DC: What’s the one thing you would do now to stimulate that kind of productivity growth?
EP: Well, that has to be a long-term program. I think the remedy that will take the longest time to be effective, is to return the educational system back to something more like it was before when students were steeped in great books and tales of adventure, even heroism. We don’t do that anymore.
Then I suppose it wouldn’t hurt to beef up the National Science Foundation a little bit, particularly if you could steer them in a different direction, which would stimulate commercial innovation. I don’t have a whole recipe book of things to do, but I, I feel sure that the two things I just mentioned are quite important.
I feel that they’re not sufficient by themselves. But I do think they’re necessary. We won’t do well, with respect to economic growth, unless we change attitudes. There’s such poor attitudes these days, so many people [who] are ready to cut corners in order to make a buck. That’s really been discouraging to see. There’s almost an epidemic of cutting corners.
Then, of course, on the government side, we’re tending more and more toward a government of corporatism. When Trump won the election it was around that time that the American Economic Association met in Chicago. I was scheduled to be a speaker there commenting on the direction we’ve been going and reflecting on the election that brought Trump to the presidency.
I said that in many ways, Trump’s rhetoric, to me, is very reminiscent of Mussolini. Mussolini really felt that he should be in control, guiding the economy, like the puppeteer that guides the puppets. I think that that was an observation that was ahead of its time, but I think there’s considerable truth in it.
DC: Do you think that’s how the pandemic stimulus has been handled?
EP: There’s a tremendous amount of favoritism.
DC: Do you think this will go down as the worst economic recession since the Great Depression, or certainly since the Second World War?
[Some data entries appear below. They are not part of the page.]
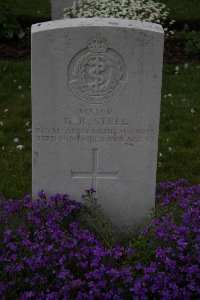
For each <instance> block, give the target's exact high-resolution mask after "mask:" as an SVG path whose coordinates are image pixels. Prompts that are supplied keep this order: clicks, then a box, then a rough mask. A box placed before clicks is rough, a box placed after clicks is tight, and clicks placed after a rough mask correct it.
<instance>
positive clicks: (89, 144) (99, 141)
mask: <svg viewBox="0 0 200 300" xmlns="http://www.w3.org/2000/svg"><path fill="white" fill-rule="evenodd" d="M163 38H164V34H163V29H162V27H161V26H160V25H157V24H152V23H146V22H140V21H128V20H119V19H96V18H94V19H73V20H60V21H54V22H47V23H43V24H36V25H34V26H33V27H32V116H33V186H32V188H33V195H35V196H36V194H37V192H38V190H41V189H44V190H45V191H46V192H47V193H48V194H55V193H68V194H70V195H71V196H72V197H73V198H74V199H77V200H79V199H81V195H82V194H83V191H84V190H85V189H89V188H91V187H93V188H94V189H96V190H97V197H98V199H99V202H100V203H101V204H102V206H103V208H104V210H105V212H106V214H107V215H108V216H109V217H110V218H111V220H112V222H113V223H114V225H115V226H116V227H117V228H118V229H119V230H120V231H130V230H132V229H133V226H134V225H136V224H138V223H139V222H140V221H141V219H142V218H145V217H146V216H147V215H148V214H149V212H150V210H151V209H152V208H153V207H154V202H155V184H156V166H157V145H158V132H159V116H160V101H161V78H162V57H163Z"/></svg>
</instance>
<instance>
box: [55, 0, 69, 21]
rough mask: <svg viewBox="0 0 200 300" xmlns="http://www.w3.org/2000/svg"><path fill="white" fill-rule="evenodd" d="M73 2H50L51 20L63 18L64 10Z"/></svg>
mask: <svg viewBox="0 0 200 300" xmlns="http://www.w3.org/2000/svg"><path fill="white" fill-rule="evenodd" d="M73 2H74V0H51V17H52V20H60V19H62V18H63V10H64V8H67V7H70V6H72V4H73Z"/></svg>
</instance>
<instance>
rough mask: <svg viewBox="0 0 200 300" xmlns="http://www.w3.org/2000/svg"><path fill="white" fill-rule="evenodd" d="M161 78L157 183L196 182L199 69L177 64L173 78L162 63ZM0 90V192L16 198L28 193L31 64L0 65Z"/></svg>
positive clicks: (30, 153) (171, 72)
mask: <svg viewBox="0 0 200 300" xmlns="http://www.w3.org/2000/svg"><path fill="white" fill-rule="evenodd" d="M163 74H164V76H163V91H162V94H163V97H162V104H161V122H160V135H159V155H158V172H157V182H160V181H165V180H176V179H179V178H183V177H185V178H188V180H190V181H191V182H192V183H199V182H200V171H199V170H200V160H199V136H200V123H199V112H200V101H199V82H200V66H198V65H195V64H194V65H190V64H189V67H188V68H184V65H180V66H179V73H178V74H176V71H175V66H173V65H168V66H166V65H165V66H164V73H163ZM0 91H1V92H0V166H1V171H0V192H1V193H3V196H4V197H6V198H10V197H15V198H18V197H22V196H23V195H25V194H28V193H29V192H30V191H31V132H30V131H28V130H30V129H31V128H30V127H31V95H30V91H31V90H30V62H28V61H25V62H13V61H12V62H6V61H1V62H0ZM168 94H172V95H171V97H170V96H168ZM6 109H8V111H7V112H5V110H6ZM1 122H2V124H3V126H2V125H1ZM28 123H29V124H28ZM27 124H28V125H27ZM14 138H19V144H21V145H23V146H24V148H23V149H22V150H19V149H17V148H16V147H17V143H14Z"/></svg>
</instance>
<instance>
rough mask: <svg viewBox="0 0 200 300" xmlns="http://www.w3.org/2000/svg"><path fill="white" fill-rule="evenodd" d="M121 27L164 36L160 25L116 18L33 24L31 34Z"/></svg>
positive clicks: (146, 22)
mask: <svg viewBox="0 0 200 300" xmlns="http://www.w3.org/2000/svg"><path fill="white" fill-rule="evenodd" d="M90 26H94V27H95V26H102V27H116V28H117V27H122V28H128V29H136V30H137V29H138V30H143V31H153V32H157V33H161V34H164V30H163V28H162V26H161V25H160V24H156V23H150V22H146V21H139V20H126V19H118V18H75V19H62V20H56V21H48V22H43V23H37V24H33V25H32V28H31V32H32V34H33V33H36V32H40V31H48V30H53V29H62V28H69V27H71V28H73V27H90Z"/></svg>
Do you think this will be the most significant economic crisis of our lifetime?
EP: I have thought about that. If we count World War II as an economic crisis, then then that would be a contender. If you count this crisis as an economic crisis, then it’s a contender.
Alternatively, though, you could think of World War II as a military crisis, and the present phenomenon as a health crisis.
DC: But in both cases, economic policy had things to say that were relevant and useful. What is the number-one lesson that the economic profession has for this crisis?
EP: I was just reading a little bit about somebody whose path might have crossed [a similar situation to this one]. Willard Thorp came out of Princeton and worked in statistics for Wall Street. Then he came into one position after another under Roosevelt, during World War II, and then under Truman. In reading about that, I was struck by the number of brilliant people who dedicated their entire careers to responding to a public crisis, first the depression and then the war, and then the years after the war.
I don’t think we have that now.
DC: That worries you.
DC: Well on that note, [laughs] it’s been great speaking with you and thank you for talking with Driving Change. I look forward to speaking with you again soon.
EP: I hope I didn’t depress you too much. Thank you.